The head doctor showed up pretty quickly, did all the same examinations as the previous doctor, and was halfway through explaining that I needed surgery immediately while quickly and painlessly installing an IV port in my wrist before I realized what the heck was going on. Damon came over to the side of the bed from his position off to the sidelines. He looked green, like he might pass out, throw up, or both.
Everything happened very quickly. I signed papers consenting to surgery, saying that I acknowledged all the risk and dangers that go along with surgical procedures and general anesthesia. I could get an embolism, I could have a deadly allergic reaction, I could need a blood transfusion that gives me a disease, etc. I should mention here that I used to work in patient safety when I lived in Boston. My job involved reading all the reports when things did go wrong in the hospital. It will suffice to say that I'm terrified of surgery and general anesthesia. But, it seemed there was no choice; the risks were far greater if I didn't have it.
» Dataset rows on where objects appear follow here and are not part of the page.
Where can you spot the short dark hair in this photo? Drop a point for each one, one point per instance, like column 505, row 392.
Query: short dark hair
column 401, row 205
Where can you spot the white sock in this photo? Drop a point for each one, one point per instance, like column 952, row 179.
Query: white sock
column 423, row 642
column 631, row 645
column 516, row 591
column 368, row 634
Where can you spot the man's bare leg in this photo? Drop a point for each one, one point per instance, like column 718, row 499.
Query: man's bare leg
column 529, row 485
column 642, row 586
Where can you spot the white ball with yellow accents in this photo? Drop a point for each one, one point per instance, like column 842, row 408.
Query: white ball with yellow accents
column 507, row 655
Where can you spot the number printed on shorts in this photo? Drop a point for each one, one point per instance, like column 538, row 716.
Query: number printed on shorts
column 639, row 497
It's probably best that it was an emergency, reducing my time to fret to mere minutes.
They provided all the information in English to me. I got a sheet explaining the procedure, with the disclaimer that I might not have time to read it anyway before going in. I had to go to the toilet, but wasn't allowed, because I could pass out. (I hate to think what happened when the anesthesia kicked in...) I had a lot of questions, only because of my former job, another aspect of which was to drill into patients that they should always be a part of their own health care and ask questions! They took it to mean that because I was an American, I looked down upon the German health system and didn't trust them to do a good job. They assured me that they were very experienced, the hospital had all the best technology, and that this was the best and least invasive procedure for my problem. All of which I had never had any doubts about.
I was wheeled into a pre-op area where I got a hospital gown and special anti-blood-clot socks and they took all my jewelry and stuff away. I recalled all the reports I'd read at my old job about people's personal belongings getting lost in the hospital. Then they told Damon that he could not wait there and that he might as well just leave. I thought I was going to die of misery. The nurses, however, were so sweet and sympathetic.
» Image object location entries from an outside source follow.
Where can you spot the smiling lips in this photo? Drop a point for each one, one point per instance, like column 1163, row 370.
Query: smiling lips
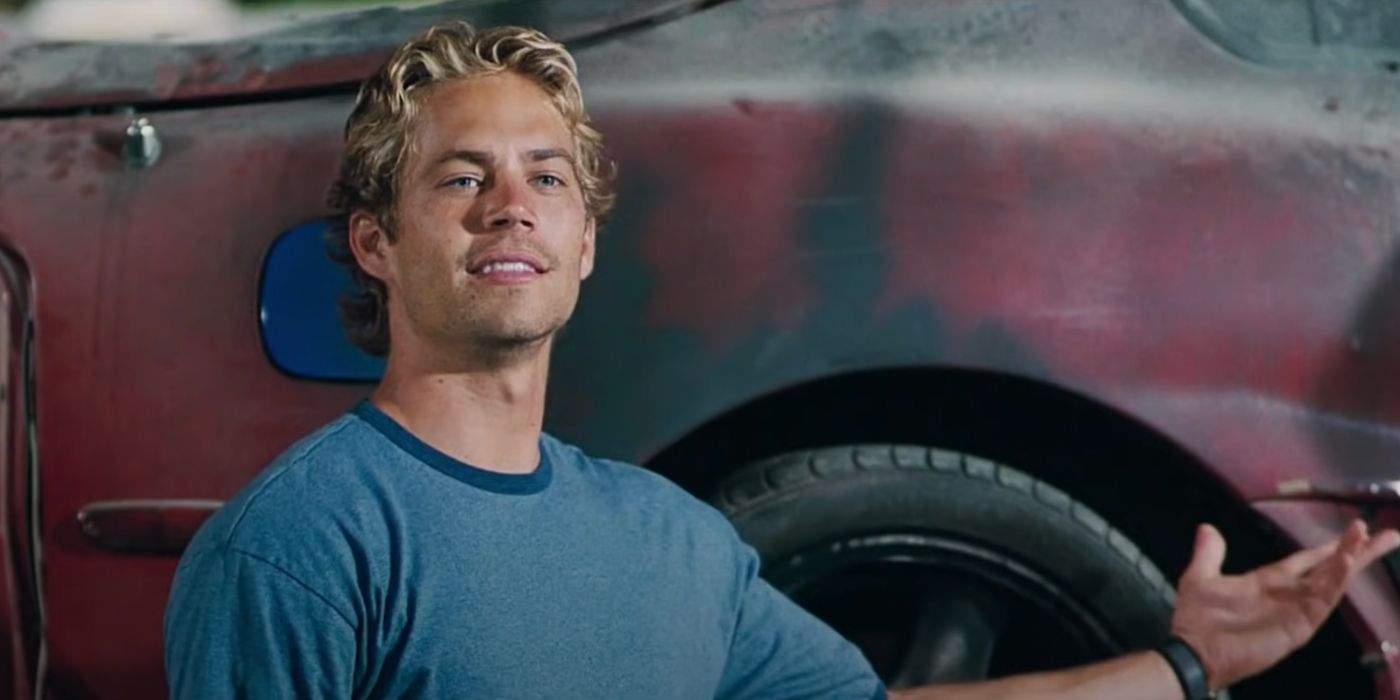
column 508, row 268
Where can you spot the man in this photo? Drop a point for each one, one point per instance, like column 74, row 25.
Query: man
column 436, row 543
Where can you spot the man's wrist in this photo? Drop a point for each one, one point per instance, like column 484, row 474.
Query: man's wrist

Damon disappeared and I was wheeled off to the operating room. It was well-staffed but so, so cold. I was still in a lot of pain - nothing had changed there. So I was shivering like crazy and guarding myself and they thought I was a nervous wreck. Well, not that I wasn't. They had me lying there all ready to go and the surgeon (the same Oberarzt who examined me) had to run to quickly attend to another problem. All the OR people spoke to me in English and were really friendly. They gave me a big hot blanket and then, because they thought I was so nervous, told me they were giving me a little drug in my IV port while we waited for the surgeon that would make me feel sleepy. I didn't get sleepy. They gave me more. Still not sleepy. I wonder if it was a placebo. I am, sadly, somewhat placebo-resistant.
Finally, they said the surgeon was on his way. Anesthesia time. Ugh. Before looking at the big green mask they told me to look at, I glanced at the clock. It was almost exactly midnight. Just in case of surgical disaster the likes of which you only see in the news, I tried to think of my family, but the nerves were totally scrambling my brain. Then I went under.